OK. I’ve heard lots of complaints about Exchange 2007 and the fact that when you run setup, the pre-requisite checks will fail if you have multiple domains in your forest, and one of those domains doesn’t have a Windows 2003 SP1+ domain controller. That’s fair enough. Some of those child domains may not have an existing Exchange server, or may not even host exchange-enabled objects.
As many of you know, we changed the behavior of setup for Sp1, however the documentation still is being misinterpreted. The new pre-requisite check will now check child domains during the /preparelegacyexchangepermissions portion of setup, and will look for the “Exchange Domain Servers” group. If it finds that group present, then that domain must contain a Windows 2003 Sp1+ DC. If you are in this situation, you have 2 options. If you don’t have any Exchange objects in that child domain, AND YOU ARE SURE OF THIS, then you can remove the Exchange Domain Servers group from that domain. When you then run setup again, that domain will be skipped from the pre-requisite check.
See http://msexchangeteam.com/archive/2007/11/01/447411.aspx for more details around this.
Alright, so now you know about the SP1 install requirements, and when a Windows 2003 Sp1+ DC is required. The next question is, can I temporarily install a Windows 2003 SP1+ DC in a child domain that I am not ready to upgrade to Windows 2003 yet? The answer is that this is not a good idea. In fact, I’d go one step further and say that this will create huge problems. Let’s talk about why.
Exchange 2000/2003 stores exchange-related information in the Personal and Public property sets. These property sets contain both Active Directory information (such as Street Address, phone number) AND Exchange information (msExchHomeServerName, proxyaddresses). It was decided that it would be a good thing to have Exchange store it’s attributes in a separate Exchange-specific property set, so Exchange 2007 creates two new property sets, Exchange Information and Exchange Personal Information. When /preparelegacyexchangepermissions is run, part of it’s operation is to move the existing Exchange attributes into the new Exchange property sets.
See http://technet.microsoft.com/en-us/library/bb310768.aspx for more information about these property sets.

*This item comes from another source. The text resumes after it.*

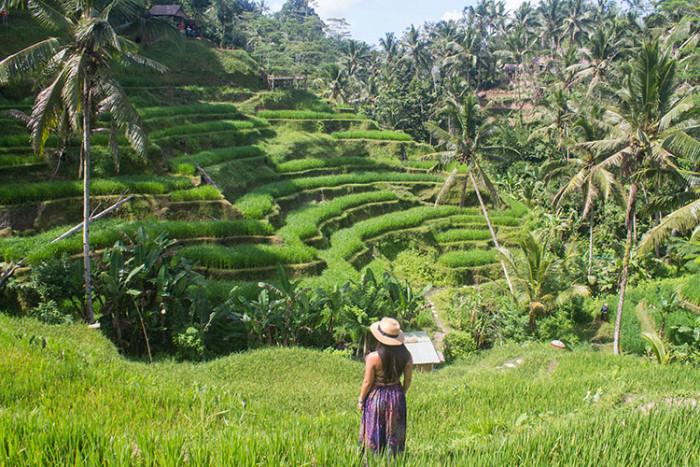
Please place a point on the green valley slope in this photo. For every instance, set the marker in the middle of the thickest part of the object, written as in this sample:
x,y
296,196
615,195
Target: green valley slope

So what’s the problem? The problem is that these new Exchange property sets can only get replicated between Windows 2003 Sp1+ Domain Controllers. If you introduce a temporary Windows 2003 Sp1 Domain Controller in a child domain just so you can run setup to install the first Exchange 2007 server, then you later remove it, the other Windows 2000 Domain Controllers in that domain do not know about the new Exchange property sets. Since the Exchange attributes have already been moved to the new property sets, you can see how this could be disastrous for your company. Imagine having mailboxes in a child domain and the domain controllers in that domain no longer have any knowledge of any Exchange attributes. Not Good.